Blinken já foi sete vezes ao Médio Oriente mobilizar apoios, quanto mais não seja por omissão, para o genocídio na Palestina. Os jovens estudantes dos EUA sabem que é isso mesmo que ele anda a fazer. Porque se a administração Biden estivesse contra o genocídio na Palestina já tinha tomado medidas. Bastava cortar a Israel o fornecimento de armas e munições.

Em Nova Iorque a polícia prendeu mais de mil manifestantes contra o genocídio na Palestina. A ONU, numa declaração inaudita, denunciou que a violência policial sobre os manifestantes foi excessiva! Imaginem que isso acontecia em Angola! Milhares de detidos em manifestações e violência policial! 

Hoje em Los Angeles (Universidade da Califórnia) milhares de manifestantes foram vítimas de brutalidades “impróprias do Século XXI” como afirmam os professores que apoiam a luta dos estudantes. Alguns também foram presos e espancados! Imaginem que isso acontecia em Angola. O estado terrorista mais perigoso do mundo já não mete medo a ninguém. Nem aos seus estudantes. Blinken e o seu homólogo do Reino Unido, David Cameron, estão muito empenhados no genocídio da Palestina. Mas para fingirem que não, dizem que a “proposta” dos nazis de Telavive para um cessar-fogo na Palestina “é muito inteligente e muito generosa”. Perderam a vergonha.

Carlos Rosado de Carvalho recebe de um dono e manda João Lourenço para casa, a meio do seu mandato. O mesmo artista recebe de outro dono e diz que o Presidente da República quer fazer um terceiro mandato. O criminoso de guerra Abílio Camalata Numa aproveita para fazer de idiota inútil. Se ele é o modelo dos quadros da UNITA, estamos nas mãos de australopitecos primários. A besta insanável não merece mais palavras. Outa besta que recebe do Miala mas também do Palácio da Cidade Alta compara o presidente do F.C. Porto e a sua derrota eleitoral com a realidade política angolana. Venderam o juízo!
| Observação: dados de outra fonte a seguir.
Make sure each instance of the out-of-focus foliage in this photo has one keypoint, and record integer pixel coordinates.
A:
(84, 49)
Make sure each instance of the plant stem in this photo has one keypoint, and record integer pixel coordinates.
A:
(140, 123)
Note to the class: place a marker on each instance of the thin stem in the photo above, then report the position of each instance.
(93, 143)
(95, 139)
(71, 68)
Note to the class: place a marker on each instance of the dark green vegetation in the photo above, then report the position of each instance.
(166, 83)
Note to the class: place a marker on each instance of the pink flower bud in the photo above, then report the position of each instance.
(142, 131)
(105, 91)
Terceiro mandado é conversa dos sicários da UNITA. João Lourenço já disse que isso está fora de causa porque respeita a Constituição da República. Dirigentes do MPLA disseram publicamente que um terceiro mandato presidencial nunca foi hipótese nem será. O que se exige é isto: João Lourenço continua no cargo até ao final do mandato. Ainda faltam dois anos e alguns meses. E neste tempo que falta, o Titular do Poder Executivo tem o dever de  cumprir o Programa do MPLA sufragado por uma maioria absoluta de eleitores.

O importante é que em 2027, quando João Lourenço concluir o seu mandato, o novo Presidente da República não excremente o seu antecessor como ele fez com José Eduardo dos Santos. Que o novo Presidente da República não persiga os filhos de João Lourenço. Que não destrua ou confisque as suas empresas com João Lourenço está a fazer. 
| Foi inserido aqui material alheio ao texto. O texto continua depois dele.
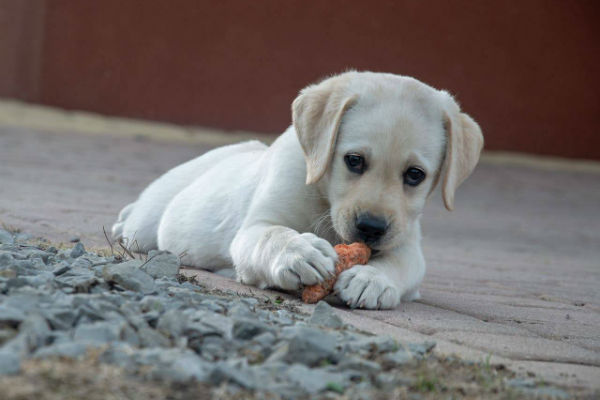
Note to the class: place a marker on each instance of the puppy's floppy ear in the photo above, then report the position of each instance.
(317, 113)
(464, 142)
Que os colaboradores próximos do Presidente João Lourenço não sejam perseguidos, presos e espoliadas dos seus bens, como ele fez com os que colaboraram com José Eduardo dos Santos. Que o Presidente da República eleito em 2027 não destrua os grupos económicos formados ou reforçados durante os mandatos presidenciais de João Lourenço, como ele fez com os que vinham do tempo de José Eduardo dos Santos. Que ninguém se sirva da esposa de João Lourenço para abandalhar o seu nome ou perseguir os seus filhos como o actual Presidente fez com a esposa de José Eduardo dos Santos.

João Lourenço no final de 2027 vai descansar. Viver para ele e sua família porque todos estes anos viveu para o Povo Angolano e o MPLA. Mal ou bem, deu tudo por Angola. Merece uma reforma tranquila. Infelizmente, o Presidente da República faz exactamente o contrário com as famílias de José Eduardo dos Santos e Agostinho Neto, seus antecessores. Se este exemplo frutificar, qualquer dia os partidos não conseguem cabeças das listas de deputados. E sem cabeças de lista não há candidatos. Sem candidatos não há democracia. 

Sem democracia temos o MPLA vazio, uma espécie de emblema na banda do casaco de João Lourenço. O MPLA já foi próximo das democracias populares. Depois integrou a Internacional Socialista. Hoje está muito próximo do populismo que domina o chamado mundo ocidental. Nunca imaginei ver o MPLA tão longe dos seus valores. Tão indiferente ao Programa Eleitoral que foi sufragado por uma maioria absoluta de eleitores. Isto é que deve preocupar todas e todos os patriotas. Isso de terceiro mandato é manobra de diversão.